3. The intelligent campus optimization strategy of claim 2 wherein the decision process of the action taken by the agent is a markov decision process; the markov decision process causes the state of the agent at the next moment in the interaction between the agent and the environment to depend only on the current state and the action made by the agent.

4. The intelligent campus optimization strategy based on deep reinforcement learning as claimed in claim 3, wherein the decision process of the intelligent campus optimization strategy comprises, at the time scale of day before and time scale of day, the campus decision center obtaining reward feedback given by environment for action, and updated environment state, performing a new round of decision process, and applying action to environment; and the day time scale optimization decision adopts the start-stop result of the day-ahead time scale optimization decision.
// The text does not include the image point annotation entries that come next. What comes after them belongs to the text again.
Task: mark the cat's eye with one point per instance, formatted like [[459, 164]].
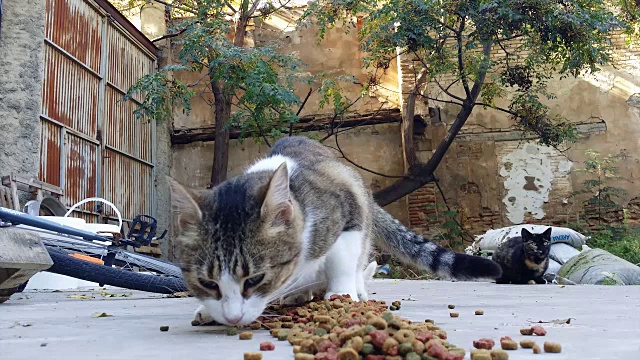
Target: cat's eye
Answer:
[[253, 281], [209, 284]]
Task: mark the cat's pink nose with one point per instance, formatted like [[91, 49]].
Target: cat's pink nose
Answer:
[[233, 320]]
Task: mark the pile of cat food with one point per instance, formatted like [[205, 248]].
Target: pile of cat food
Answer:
[[341, 329]]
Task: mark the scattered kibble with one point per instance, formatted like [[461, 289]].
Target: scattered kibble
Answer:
[[508, 345], [526, 331], [246, 335], [551, 347], [527, 344], [485, 343], [341, 329], [252, 356], [267, 346], [538, 330], [498, 354], [481, 354]]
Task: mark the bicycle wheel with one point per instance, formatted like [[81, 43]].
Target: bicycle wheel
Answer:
[[81, 269]]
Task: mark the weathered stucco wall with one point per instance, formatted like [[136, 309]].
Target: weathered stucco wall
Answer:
[[21, 59], [338, 54], [375, 147]]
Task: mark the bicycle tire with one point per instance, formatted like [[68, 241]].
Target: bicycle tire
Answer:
[[80, 269]]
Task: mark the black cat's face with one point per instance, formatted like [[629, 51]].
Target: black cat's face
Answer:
[[536, 246]]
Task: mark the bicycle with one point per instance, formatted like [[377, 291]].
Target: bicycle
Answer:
[[103, 259]]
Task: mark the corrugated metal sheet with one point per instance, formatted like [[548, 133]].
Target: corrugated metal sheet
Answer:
[[128, 183], [50, 153], [127, 63], [72, 90], [75, 26], [123, 131], [81, 171], [69, 93]]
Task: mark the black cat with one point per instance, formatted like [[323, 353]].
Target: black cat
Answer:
[[524, 258]]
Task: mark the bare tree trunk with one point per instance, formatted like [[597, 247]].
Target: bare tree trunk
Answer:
[[422, 174], [409, 151], [223, 101]]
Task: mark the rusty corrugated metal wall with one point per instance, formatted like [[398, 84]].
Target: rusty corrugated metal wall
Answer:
[[91, 143]]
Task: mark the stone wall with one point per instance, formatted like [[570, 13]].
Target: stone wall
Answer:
[[21, 59]]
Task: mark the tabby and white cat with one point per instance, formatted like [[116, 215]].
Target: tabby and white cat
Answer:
[[293, 221]]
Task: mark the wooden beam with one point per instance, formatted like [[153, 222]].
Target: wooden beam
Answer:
[[306, 123]]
5. The intelligent campus optimization strategy based on deep reinforcement learning of claim 4 wherein the optimization decision of the time scale of day includes using a deep Q network algorithm for determining the start-stop strategy of the micro gas turbine unit; the deep Q network algorithm comprises fitting a value function nonlinearly by introducing a neural network on the basis of Q-learning, and continuously learning a Q value corresponding to an action through an interaction process to further obtain an optimal strategy; the optimization decision of the time scale in the day comprises the steps that a dominant action comment algorithm is used for continuous action variable selection, and the intelligent park optimization strategy formulation is realized; the dominant action comment algorithm comprises an action network, a comment network and a dominant function, wherein the action network realizes action selection based on probability, and the comment network carries out action judgment and value feedback; the advantage function reflects the advantage of the action value function over the state value function by the difference between the action value function and the state value function.
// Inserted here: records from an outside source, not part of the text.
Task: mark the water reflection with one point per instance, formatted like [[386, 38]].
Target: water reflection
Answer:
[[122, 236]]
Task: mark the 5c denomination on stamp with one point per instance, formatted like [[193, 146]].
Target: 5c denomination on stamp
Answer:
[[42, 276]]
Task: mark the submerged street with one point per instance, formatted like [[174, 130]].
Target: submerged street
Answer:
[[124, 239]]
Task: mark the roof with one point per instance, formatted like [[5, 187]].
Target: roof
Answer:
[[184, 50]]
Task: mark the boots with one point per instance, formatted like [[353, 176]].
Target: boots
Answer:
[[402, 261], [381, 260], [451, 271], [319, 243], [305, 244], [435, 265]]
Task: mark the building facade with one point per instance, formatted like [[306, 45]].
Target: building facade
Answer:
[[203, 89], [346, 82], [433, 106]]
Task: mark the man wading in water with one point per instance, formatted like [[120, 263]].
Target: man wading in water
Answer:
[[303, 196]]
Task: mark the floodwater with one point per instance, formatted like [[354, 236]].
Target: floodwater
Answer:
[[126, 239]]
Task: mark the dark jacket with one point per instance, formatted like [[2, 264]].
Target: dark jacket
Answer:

6. The intelligent campus optimization strategy of claim 1 wherein the optimization objective of the optimization decision is to minimize the total operating cost of the intelligent campus, specifically:

in the formula (I), the compound is shown in the specification,

7. The intelligent campus optimization strategy of claim 1 wherein the constraints of the optimization decision include campus supply-demand balance constraints and energy storage constraints, and specifically are:

in the formula (I), the compound is shown in the specification,

representing the interaction power with the large grid,

and

and

8. The intelligent campus optimization strategy of claim 2 wherein the environment comprises photovoltaic power output, time of use, rigid load, flexible load, and state of charge of stored energy, and the actions comprise start-stop and power output levels of micro gas turbines and energy changes of stored energy and flexible load.

9. The intelligent campus optimization strategy of claim 5 wherein the optimization decision of the time scale further comprises discretizing the motion space and processing based on the discretized results.

10. The intelligent park optimization strategy based on deep reinforcement learning as claimed in claim 2, wherein the reward function comprises an optimization objective F and a Penalty function Penalty, and penalizes the condition that the constraint is not satisfied by introducing the Penalty function, and the reward function is expressed as: reward ═ - (F + Penalty).